Allí se firmaron los acuerdos de cese al fuego entre las Farc y el gobierno de Belisario Betancur. A la región acudieron muchas veces los consejeros de paz del gobierno Barco en busca de continuar los diálogos. En diciembre de 1990, durante el gobierno de César Gaviria, el Ejército atacó Casaverde y la región fue objeto de una ofensiva militar que no logró los objetivos planteados en la Casa de Nariño. Luego vino el gobierno Samper y se pusieron en marcha las operaciones Destructor 1 y Destructor 2, para sacar a las Farc de su retaguardia geográfica.

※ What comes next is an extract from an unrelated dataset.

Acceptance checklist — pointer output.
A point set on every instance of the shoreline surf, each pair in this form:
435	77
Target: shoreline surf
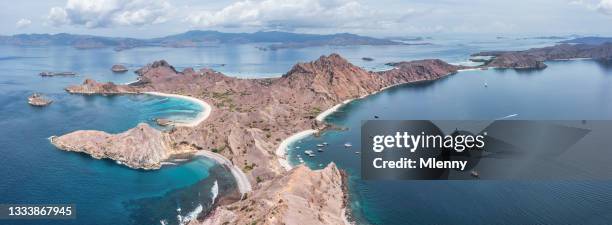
206	108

La reacción militar de la guerrilla, con incontables golpes al Ejército, demostró su poderío en la zona. Después vino el gobierno Pastrana y buena parte de la región se convirtió en zona desmilitarizada para adelantar diálogos de paz.A partir de 2002, con el apoyo de asesores norteamericanos, la región es epicentro, inicialmente del Plan Patriota y hoy del Plan Consolidación, a través de la denominada Fuerza de Tarea Conjunta Omega que, en desarrollo de la política de Seguridad Democrática del gobierno Uribe Vélez, pretende neutralizar de una vez por todas la posibilidad de la guerrilla de acceder a los centros de poder.
Una protesta en Balsillas

Mientras las Fuerzas Militares avanzan en su estrategia por recuperar los territorios donde históricamente las Farc tienen su zona de retaguardia, campesinos de Balsillas, una población ubicada en la región de El Pato, entre los departamentos de Huila y Caquetá y que se constituye en la puerta de entrada al bastión de la organización ilegal en los llanos del Yarí, denunciaron atropellos y sistemáticas violaciones a los derechos humanos por parte del ejército acantonado en la zona.

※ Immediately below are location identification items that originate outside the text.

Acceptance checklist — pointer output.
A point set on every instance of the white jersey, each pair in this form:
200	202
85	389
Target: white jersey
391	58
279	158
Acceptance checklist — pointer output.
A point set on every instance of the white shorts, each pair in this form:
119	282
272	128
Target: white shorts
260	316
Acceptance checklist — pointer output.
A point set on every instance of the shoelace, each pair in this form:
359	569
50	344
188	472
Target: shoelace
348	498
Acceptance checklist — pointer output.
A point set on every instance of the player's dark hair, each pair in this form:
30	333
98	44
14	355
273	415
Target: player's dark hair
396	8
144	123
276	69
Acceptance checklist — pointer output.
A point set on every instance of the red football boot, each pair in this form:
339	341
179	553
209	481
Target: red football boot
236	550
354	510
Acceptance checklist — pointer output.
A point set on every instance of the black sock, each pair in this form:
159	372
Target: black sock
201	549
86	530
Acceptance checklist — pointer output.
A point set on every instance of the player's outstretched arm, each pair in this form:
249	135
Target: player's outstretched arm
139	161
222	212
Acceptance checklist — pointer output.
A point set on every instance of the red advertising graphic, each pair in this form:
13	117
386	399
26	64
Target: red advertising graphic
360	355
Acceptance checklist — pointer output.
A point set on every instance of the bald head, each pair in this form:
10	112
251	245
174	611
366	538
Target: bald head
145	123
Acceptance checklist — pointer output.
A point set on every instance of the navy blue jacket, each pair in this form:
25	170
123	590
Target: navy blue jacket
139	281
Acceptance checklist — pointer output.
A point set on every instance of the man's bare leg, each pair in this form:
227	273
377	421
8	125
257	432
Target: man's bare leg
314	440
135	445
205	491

Según campesinos de la región, soldados que hacen parte de unidades adscritas a la Novena Brigada los han agredido verbal y físicamente en busca de información sobre la guerrilla de las Farc.

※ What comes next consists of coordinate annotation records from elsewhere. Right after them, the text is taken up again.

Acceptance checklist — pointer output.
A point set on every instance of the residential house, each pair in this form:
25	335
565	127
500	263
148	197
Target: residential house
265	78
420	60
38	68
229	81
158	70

Las denuncias fueron respaldadas, el pasado jueves, por el defensor del Pueblo de Caquetá, Álvaro Castelblanco, quien dijo que en su despacho reposan varias quejas que dan cuenta de restricción de alimentos, cemento, combustible, ingreso de cilindros de gas, así como abusos a mujeres y hurtos, cometidos supuestamente por miembros del Ejército.
Estos mismos casos ya habían sido puestos en conocimiento de la Procuraduría y el Ministerio de Defensa, hace poco más de un mes, según indicó a El Espectador Germán Ríos, representante de la Asociación Municipal de Colonos de El Pato, quien señaló que a la fecha sus reclamos no han sido atendidos.

Otro líder comunal, Gerardino Otálora, dijo que “la gota que rebosó la copa” fue la masacre perpetrada por dos uniformados del Ejército el pasado 10 de junio, que segó la vida de seis personas, entre ellos un niño y la rectora del colegio Guillermo Ríos, ubicado a escasos metros de la base militar de Balsillas.